River Chess abstraction

WildFish wrote to the Environment Agency in September last year when it discovered that the abstraction licence on the River Chess had been resurrected, apparently  to manage flood risk, under a secretly formulated “section 20 agreement” between the water company and the Agency.

After we contacted the Agency, it  provided copies of a frankly inadequate environmental assessment prepared after we sent our letter. But the Agency agreed to put the agreement on hold.

But there seems to be a happy ending for the Chess.

The Agency is now proposing to revoke the licence for abstraction from Chesham Pumping Station, with a promise that there will be no further abstraction and an admission that flow and flood risk are “particularly complex”.

We now just need to get to the bottom of what is happening on the other rivers where the same methodology has been applied. Watch this space.

Housebuilding in Buckinghamshire

We have just sent a formal “letter before action” to Buckinghamshire Council, copying in Anglian Water and the housebuilder, to put the Council on notice of a forthcoming legal challenge to house-building plans where we consider that there is inadequate and insufficient sewage treatment capacity to support the proposed new houses.

We argue in our letter that the Council has simply got it wrong in approving “reserved matters” such as how sewage from the development would be dealt with at the over-stretched and failing ‘water recycling works’ at Buckingham, after Ofwat has refused to approve investment at the works. Crucially, the decision by the Council contains errors of law including swapping-in an amended and more lenient condition from a separate planning permission and failing to screen for environmental impact.

This seems to us to be a case which illustrates perfectly just how poorly the planning system currently considers whether there is sufficient sewage treatment capacity when permissions are granted for large numbers of new houses.

We will now be considering taking the next step: lodging a formal claim at the High Court.  

The Cunliffe Review

We have submitted our response to the Water Commission’s “Call for Evidence” which can be found here [link].

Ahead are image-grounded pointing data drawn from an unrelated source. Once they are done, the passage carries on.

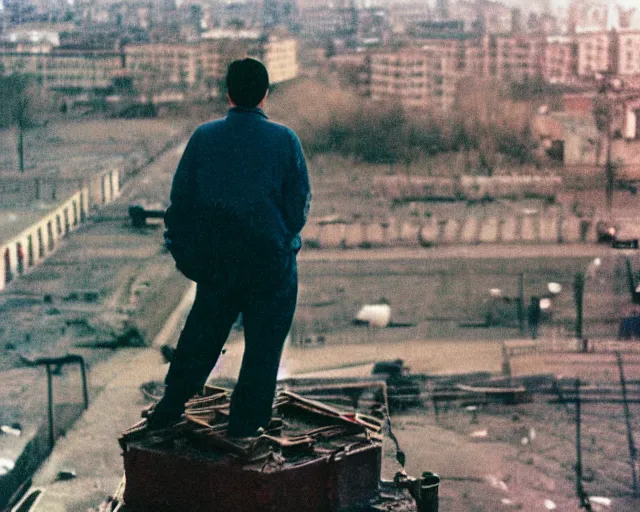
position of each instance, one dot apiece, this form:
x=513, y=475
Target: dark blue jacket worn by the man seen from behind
x=241, y=185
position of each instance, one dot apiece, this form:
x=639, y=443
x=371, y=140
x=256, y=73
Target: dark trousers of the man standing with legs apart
x=267, y=304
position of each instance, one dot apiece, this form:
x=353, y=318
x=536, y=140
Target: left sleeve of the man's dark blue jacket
x=183, y=188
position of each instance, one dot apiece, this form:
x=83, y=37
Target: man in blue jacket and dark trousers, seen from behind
x=239, y=199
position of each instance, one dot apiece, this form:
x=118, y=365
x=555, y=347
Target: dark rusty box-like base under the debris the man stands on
x=167, y=479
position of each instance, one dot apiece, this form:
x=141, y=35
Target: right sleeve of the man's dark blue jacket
x=297, y=192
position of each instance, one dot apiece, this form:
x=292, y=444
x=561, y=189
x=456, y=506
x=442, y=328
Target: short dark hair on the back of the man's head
x=247, y=82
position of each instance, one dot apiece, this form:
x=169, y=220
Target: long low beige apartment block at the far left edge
x=63, y=69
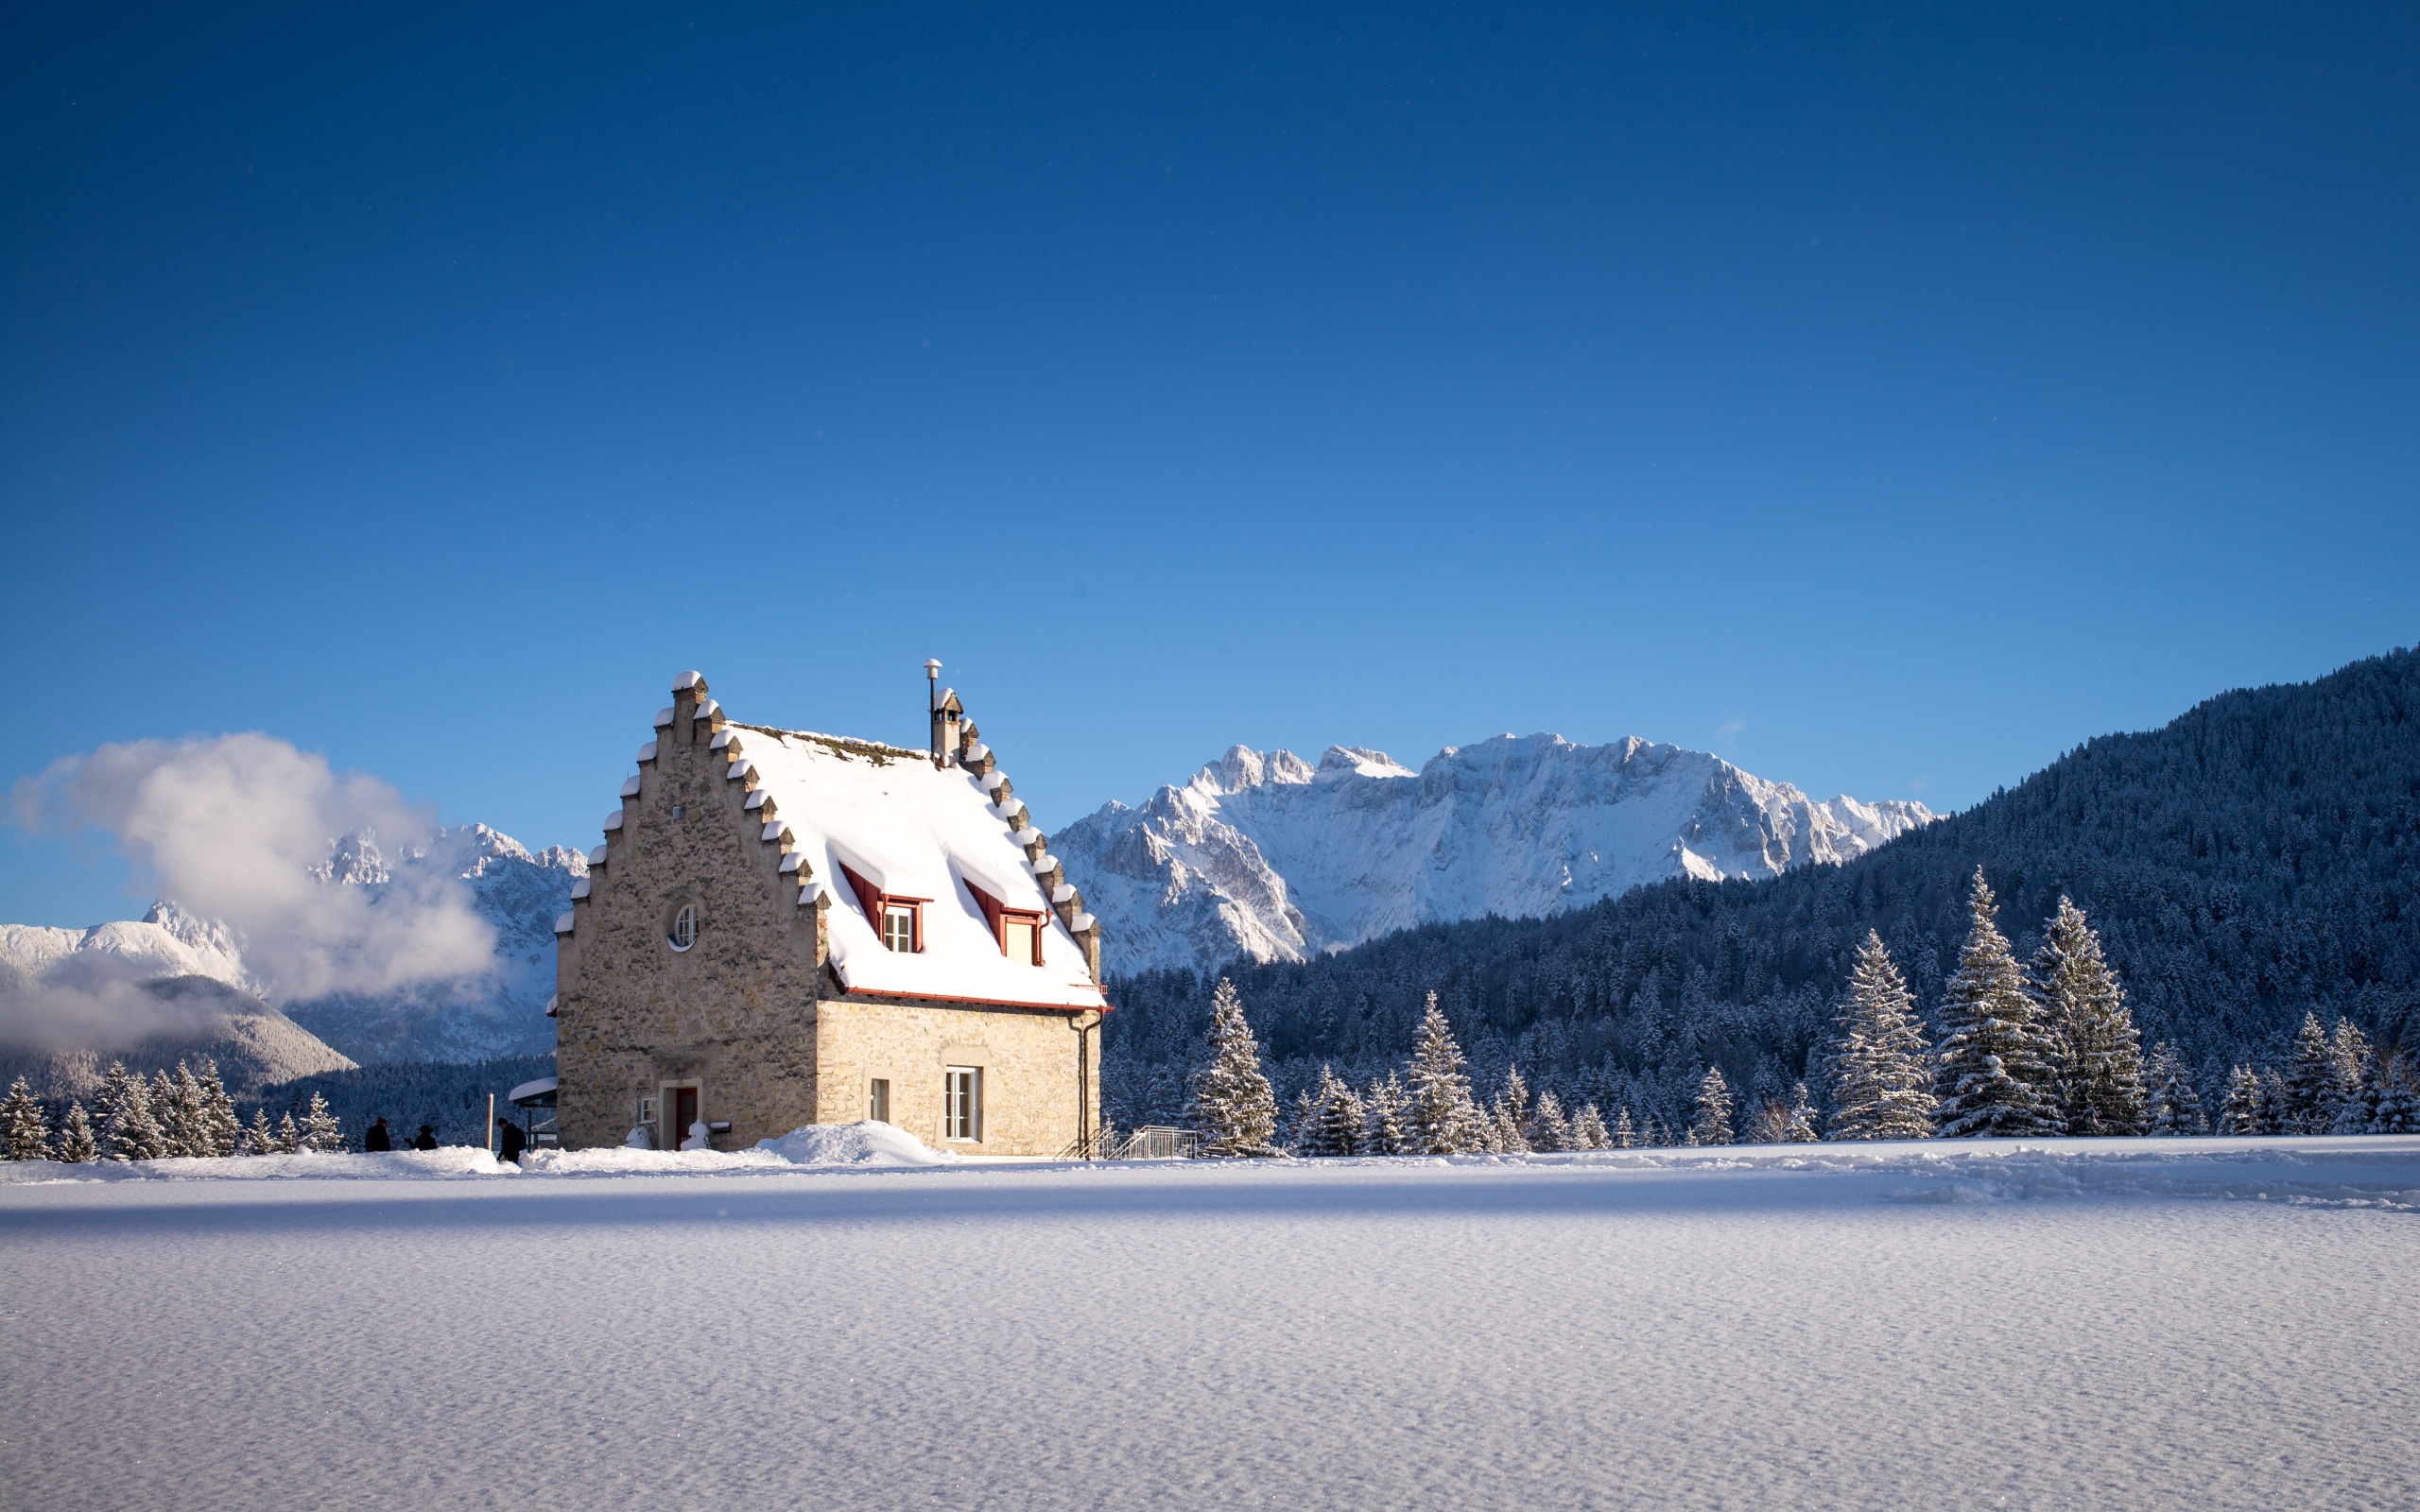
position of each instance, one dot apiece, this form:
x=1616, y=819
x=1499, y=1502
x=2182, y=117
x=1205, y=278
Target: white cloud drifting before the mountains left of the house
x=243, y=829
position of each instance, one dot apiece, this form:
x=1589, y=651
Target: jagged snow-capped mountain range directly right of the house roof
x=1274, y=860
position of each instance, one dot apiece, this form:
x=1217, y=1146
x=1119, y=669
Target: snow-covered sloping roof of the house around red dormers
x=914, y=831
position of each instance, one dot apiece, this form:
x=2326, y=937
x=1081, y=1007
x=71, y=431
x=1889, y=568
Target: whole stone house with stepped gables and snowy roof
x=790, y=928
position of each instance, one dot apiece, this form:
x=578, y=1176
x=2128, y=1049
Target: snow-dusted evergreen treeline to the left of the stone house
x=190, y=1114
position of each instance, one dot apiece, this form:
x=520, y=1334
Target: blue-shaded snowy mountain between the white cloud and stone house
x=502, y=1012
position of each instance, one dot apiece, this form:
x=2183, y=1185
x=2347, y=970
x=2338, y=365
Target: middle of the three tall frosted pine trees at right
x=1995, y=1058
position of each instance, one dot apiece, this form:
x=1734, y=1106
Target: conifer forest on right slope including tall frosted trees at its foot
x=2203, y=928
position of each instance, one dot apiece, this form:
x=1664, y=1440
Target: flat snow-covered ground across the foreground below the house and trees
x=1978, y=1325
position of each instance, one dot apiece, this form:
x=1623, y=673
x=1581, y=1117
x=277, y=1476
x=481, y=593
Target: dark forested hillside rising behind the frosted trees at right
x=2252, y=862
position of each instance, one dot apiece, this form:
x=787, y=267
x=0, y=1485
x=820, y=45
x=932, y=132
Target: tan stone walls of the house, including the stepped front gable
x=749, y=1015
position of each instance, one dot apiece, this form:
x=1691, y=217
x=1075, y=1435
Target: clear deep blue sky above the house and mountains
x=1882, y=398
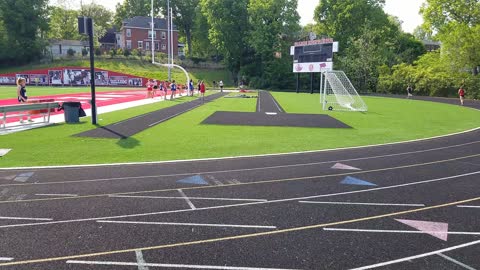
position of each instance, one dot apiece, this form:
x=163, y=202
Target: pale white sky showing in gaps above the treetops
x=406, y=10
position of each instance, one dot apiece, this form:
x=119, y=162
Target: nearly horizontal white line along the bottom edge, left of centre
x=188, y=266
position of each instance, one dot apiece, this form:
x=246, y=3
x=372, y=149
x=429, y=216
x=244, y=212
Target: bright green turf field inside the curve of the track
x=388, y=120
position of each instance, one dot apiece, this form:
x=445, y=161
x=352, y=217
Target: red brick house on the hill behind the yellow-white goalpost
x=136, y=33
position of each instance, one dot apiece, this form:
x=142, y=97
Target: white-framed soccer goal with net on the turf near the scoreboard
x=338, y=93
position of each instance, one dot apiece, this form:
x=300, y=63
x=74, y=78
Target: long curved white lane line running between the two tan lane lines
x=238, y=205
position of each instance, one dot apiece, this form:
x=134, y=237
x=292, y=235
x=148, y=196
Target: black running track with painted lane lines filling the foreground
x=441, y=174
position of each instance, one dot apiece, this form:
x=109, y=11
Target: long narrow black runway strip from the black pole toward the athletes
x=132, y=126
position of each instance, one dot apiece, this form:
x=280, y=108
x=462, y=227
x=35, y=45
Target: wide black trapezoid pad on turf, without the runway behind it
x=279, y=120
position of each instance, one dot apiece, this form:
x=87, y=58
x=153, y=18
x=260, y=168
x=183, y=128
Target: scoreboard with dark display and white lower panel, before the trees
x=313, y=56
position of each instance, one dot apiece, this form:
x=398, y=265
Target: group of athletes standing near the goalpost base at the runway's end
x=163, y=86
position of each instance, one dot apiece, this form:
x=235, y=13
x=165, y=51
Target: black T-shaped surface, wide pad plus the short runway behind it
x=270, y=113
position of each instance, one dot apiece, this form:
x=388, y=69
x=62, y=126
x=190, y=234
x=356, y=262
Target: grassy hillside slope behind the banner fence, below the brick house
x=137, y=68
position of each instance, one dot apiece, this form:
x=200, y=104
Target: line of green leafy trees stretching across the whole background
x=253, y=38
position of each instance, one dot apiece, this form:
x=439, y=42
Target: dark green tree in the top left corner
x=25, y=23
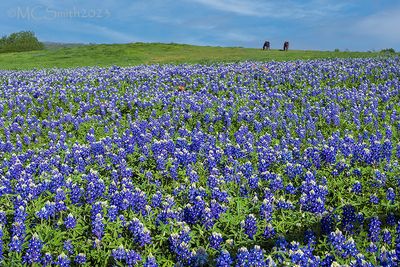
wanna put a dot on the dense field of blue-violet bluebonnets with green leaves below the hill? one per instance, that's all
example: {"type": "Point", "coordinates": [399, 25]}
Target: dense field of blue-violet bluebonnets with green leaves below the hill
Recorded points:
{"type": "Point", "coordinates": [245, 164]}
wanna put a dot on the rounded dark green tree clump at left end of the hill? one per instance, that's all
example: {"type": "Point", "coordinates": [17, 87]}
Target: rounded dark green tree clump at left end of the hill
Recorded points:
{"type": "Point", "coordinates": [19, 42]}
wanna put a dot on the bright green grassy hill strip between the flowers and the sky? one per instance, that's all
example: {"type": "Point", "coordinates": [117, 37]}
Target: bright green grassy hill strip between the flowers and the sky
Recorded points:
{"type": "Point", "coordinates": [151, 53]}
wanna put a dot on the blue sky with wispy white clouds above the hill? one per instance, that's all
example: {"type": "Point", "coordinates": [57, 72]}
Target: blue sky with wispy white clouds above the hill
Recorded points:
{"type": "Point", "coordinates": [359, 25]}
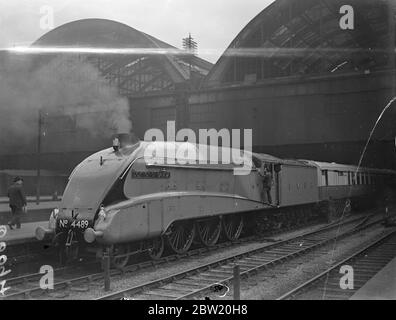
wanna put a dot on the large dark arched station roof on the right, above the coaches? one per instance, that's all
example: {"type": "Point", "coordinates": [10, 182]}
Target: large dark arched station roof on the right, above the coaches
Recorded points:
{"type": "Point", "coordinates": [304, 37]}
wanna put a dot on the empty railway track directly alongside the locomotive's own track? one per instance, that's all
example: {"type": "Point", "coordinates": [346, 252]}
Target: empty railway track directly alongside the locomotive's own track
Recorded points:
{"type": "Point", "coordinates": [195, 282]}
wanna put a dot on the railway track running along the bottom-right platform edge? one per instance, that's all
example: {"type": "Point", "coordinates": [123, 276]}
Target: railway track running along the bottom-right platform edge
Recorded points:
{"type": "Point", "coordinates": [366, 262]}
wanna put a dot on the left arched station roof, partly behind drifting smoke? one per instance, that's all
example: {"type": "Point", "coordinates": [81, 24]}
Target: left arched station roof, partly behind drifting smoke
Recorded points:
{"type": "Point", "coordinates": [133, 73]}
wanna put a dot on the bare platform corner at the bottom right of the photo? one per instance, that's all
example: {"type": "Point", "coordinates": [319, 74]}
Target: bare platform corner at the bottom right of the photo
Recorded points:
{"type": "Point", "coordinates": [380, 287]}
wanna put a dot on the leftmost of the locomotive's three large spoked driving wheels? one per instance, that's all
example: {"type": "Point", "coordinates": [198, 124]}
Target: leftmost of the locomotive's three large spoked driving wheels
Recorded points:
{"type": "Point", "coordinates": [180, 236]}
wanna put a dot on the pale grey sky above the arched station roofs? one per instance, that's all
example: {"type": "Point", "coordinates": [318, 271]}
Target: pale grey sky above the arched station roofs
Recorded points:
{"type": "Point", "coordinates": [213, 23]}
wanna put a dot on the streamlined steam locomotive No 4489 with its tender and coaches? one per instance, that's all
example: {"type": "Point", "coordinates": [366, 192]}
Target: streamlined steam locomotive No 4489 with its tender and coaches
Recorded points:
{"type": "Point", "coordinates": [130, 198]}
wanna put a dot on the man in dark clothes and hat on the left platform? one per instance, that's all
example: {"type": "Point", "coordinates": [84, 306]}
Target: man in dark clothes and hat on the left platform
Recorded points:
{"type": "Point", "coordinates": [17, 202]}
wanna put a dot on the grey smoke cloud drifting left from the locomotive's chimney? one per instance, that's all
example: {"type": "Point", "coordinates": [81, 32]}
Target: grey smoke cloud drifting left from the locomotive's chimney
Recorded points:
{"type": "Point", "coordinates": [65, 86]}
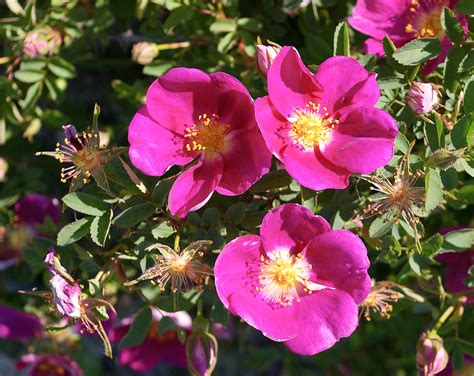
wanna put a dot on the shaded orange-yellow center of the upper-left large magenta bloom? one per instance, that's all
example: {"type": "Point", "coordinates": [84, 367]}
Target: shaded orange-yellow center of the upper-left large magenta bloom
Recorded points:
{"type": "Point", "coordinates": [206, 135]}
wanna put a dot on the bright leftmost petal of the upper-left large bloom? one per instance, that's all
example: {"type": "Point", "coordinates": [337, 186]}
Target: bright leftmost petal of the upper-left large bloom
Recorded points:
{"type": "Point", "coordinates": [154, 149]}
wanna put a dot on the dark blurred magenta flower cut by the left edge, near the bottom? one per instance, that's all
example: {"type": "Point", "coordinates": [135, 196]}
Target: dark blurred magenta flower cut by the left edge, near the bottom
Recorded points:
{"type": "Point", "coordinates": [18, 325]}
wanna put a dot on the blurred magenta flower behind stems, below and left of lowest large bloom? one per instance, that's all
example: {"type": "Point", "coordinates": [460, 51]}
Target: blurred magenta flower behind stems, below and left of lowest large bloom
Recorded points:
{"type": "Point", "coordinates": [155, 347]}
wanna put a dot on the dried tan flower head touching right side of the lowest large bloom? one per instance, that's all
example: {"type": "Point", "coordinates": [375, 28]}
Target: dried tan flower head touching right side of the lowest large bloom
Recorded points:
{"type": "Point", "coordinates": [379, 300]}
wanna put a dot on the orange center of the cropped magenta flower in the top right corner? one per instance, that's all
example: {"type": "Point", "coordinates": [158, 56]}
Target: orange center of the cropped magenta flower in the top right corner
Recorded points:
{"type": "Point", "coordinates": [427, 24]}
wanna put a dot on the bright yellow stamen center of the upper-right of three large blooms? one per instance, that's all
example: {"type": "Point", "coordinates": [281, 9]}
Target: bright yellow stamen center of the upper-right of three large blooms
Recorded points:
{"type": "Point", "coordinates": [311, 127]}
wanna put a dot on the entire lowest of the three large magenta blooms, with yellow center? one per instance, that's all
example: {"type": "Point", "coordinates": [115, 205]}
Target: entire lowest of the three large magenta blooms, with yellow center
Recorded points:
{"type": "Point", "coordinates": [299, 282]}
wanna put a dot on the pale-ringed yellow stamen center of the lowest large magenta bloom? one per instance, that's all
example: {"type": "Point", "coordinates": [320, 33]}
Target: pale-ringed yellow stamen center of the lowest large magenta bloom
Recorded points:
{"type": "Point", "coordinates": [282, 277]}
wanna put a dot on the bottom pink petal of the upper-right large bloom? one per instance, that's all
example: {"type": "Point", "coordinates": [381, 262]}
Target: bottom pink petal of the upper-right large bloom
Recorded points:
{"type": "Point", "coordinates": [313, 171]}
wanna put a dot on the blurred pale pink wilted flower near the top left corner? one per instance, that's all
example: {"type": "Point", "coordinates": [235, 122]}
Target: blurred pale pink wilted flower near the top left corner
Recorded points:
{"type": "Point", "coordinates": [43, 41]}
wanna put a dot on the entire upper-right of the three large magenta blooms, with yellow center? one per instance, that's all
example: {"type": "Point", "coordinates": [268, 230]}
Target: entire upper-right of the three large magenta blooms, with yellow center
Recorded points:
{"type": "Point", "coordinates": [324, 126]}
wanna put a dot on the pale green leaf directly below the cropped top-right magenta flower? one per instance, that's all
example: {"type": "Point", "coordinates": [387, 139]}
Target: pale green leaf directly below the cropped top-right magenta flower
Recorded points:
{"type": "Point", "coordinates": [418, 51]}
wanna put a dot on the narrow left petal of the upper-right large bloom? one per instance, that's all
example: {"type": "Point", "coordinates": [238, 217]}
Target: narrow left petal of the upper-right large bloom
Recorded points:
{"type": "Point", "coordinates": [272, 126]}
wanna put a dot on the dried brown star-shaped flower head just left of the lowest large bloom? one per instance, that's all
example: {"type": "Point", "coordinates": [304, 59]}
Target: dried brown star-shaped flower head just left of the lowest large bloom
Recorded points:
{"type": "Point", "coordinates": [182, 268]}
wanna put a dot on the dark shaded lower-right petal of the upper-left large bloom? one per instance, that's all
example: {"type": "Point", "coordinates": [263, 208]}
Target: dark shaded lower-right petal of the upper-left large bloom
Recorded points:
{"type": "Point", "coordinates": [245, 161]}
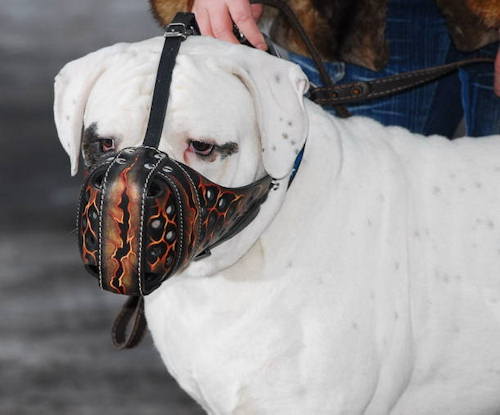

In short, we believe that the consultation is far too broad and confuses countless aspects of the water industry, often with random and generalised references and very little close scrutiny.  The inquiry involves areas that we believe are way beyond the remit of a water industry review, including possible changes to the Water Framework Directive (WFD), hinting at an attempt to  dilute the obligations under WFD that water bodies should meet what is termed ‘good ecological status’.

Overall, we do not agree that the system is “broken” or that the time is right to call for re-nationalisation. WildFish believes that the solution is far more ‘boring’. Simply put, the regulators need to do their jobs properly, by implementing and enforcing the existing law.

By and large, the goals of protecting the environment and ensuring sufficient supply of water and treatment of sewage can be attained  by using existing law, perhaps with some strengthening and minor alterations to the law.

We do not need and can ill-afford a prolonged and major upheaval in the system.